Squiggy, A lot of good components there but also heavy. I would wager you buddies have Dura Ace cassettes, chains, lighter bars, stems, headsets,cranks, saddles and you didn't mention what seatpost your riding. I don't know if the weights on your componenst are listed here but you can see and how they stack up to others.

http://weightweenies.starbike.com/listings.php

If you are happy with the handling and performance it doesn't really matter what it weighs. You can always go for lighter options as you wear things out.


----------



## squiggy (Oct 7, 2006)

i value your reply and agree but where i get confused is ...
when i visit that sight it appears i am only 125 grams heavier then full dura ace
and say i can shed 200 grams in pedal weight.
and maybe say 200 grams for the rest
585 grams or 1.3 pounds 
the wheelset has a claimed weight of 1365
which i say is comparable to the multitude of eurus or ksyrums i see on the ride
so lets say i am 20 lbs that gets me to 18.7 and if i am 200g heavier frame thats still 18 
and compare that still to a ghisalo with the same build and people will say as it sits it is 15 pounds with look keo's instead of my anchors. 
maybe just have to much free time at work
but hey passes time thinkin of riding if i cant be riding right?
thanks in advance for your opinions


----------



## ProudDaddy (Apr 19, 2006)

Squiggy - sounds like your scale may be off. I have a M Sienna with same factory build from LS. Different components now on mine include CK headset, DA pedals, 2 RavX cages, Taupe saddle, thomson post, deda tape, cateye micro wireless. On multiple scales mine weighs a shade over 17. 
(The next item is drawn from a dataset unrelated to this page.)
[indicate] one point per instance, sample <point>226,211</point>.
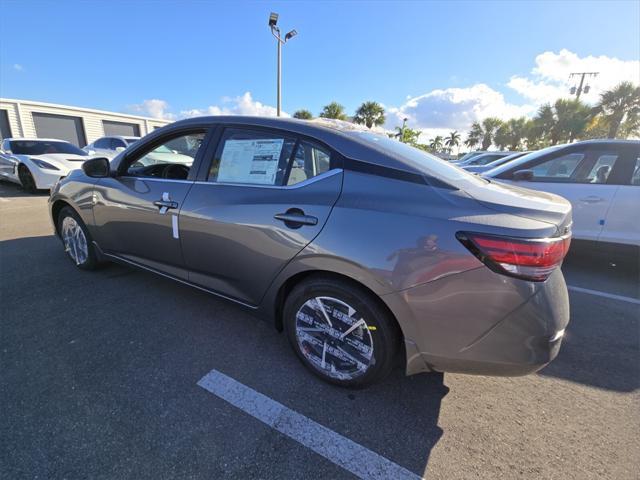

As far as dropping more weight, I could drop about .75 pound if I change fork, bar, and stem (all PIG pieces from LS - same for stock sport saddle). I was contemplating a Reynolds UL fork (not sure about rake) and ZIPP sl bar/stem combo to drop that weight and increase front end stiffness (or an easton fork/bar/stem combo). You can also drop some more weight with different post, cranks/brakes (DA is only a few grams lighter - would have to go with something else to really drop those), different wheels (although sub 1400 is already pretty good another .5+ pound could be had). So do all that and you have a 15 pound including pedals and computer fully capable race machine. That said, at 17 pounds my Sienna is already a pretty damn good performing bike.


----------



## Juanmoretime (Nov 24, 2001)

I do have to agree with Proud Daddy on the fact your scale maybe off. Even with your components the weight does sound kind of high. Bring it to a shop that has a scale or buy one. 

Even the weight weenie weights can be off.I've had several SLR saddles and their weghts have been anywhere from135 to 160 grams for the exact same model. Most manufacturers give you an average weight and weight weenies usually publishes the lightest where yours might be up to 8% heavier than a given weight.


----------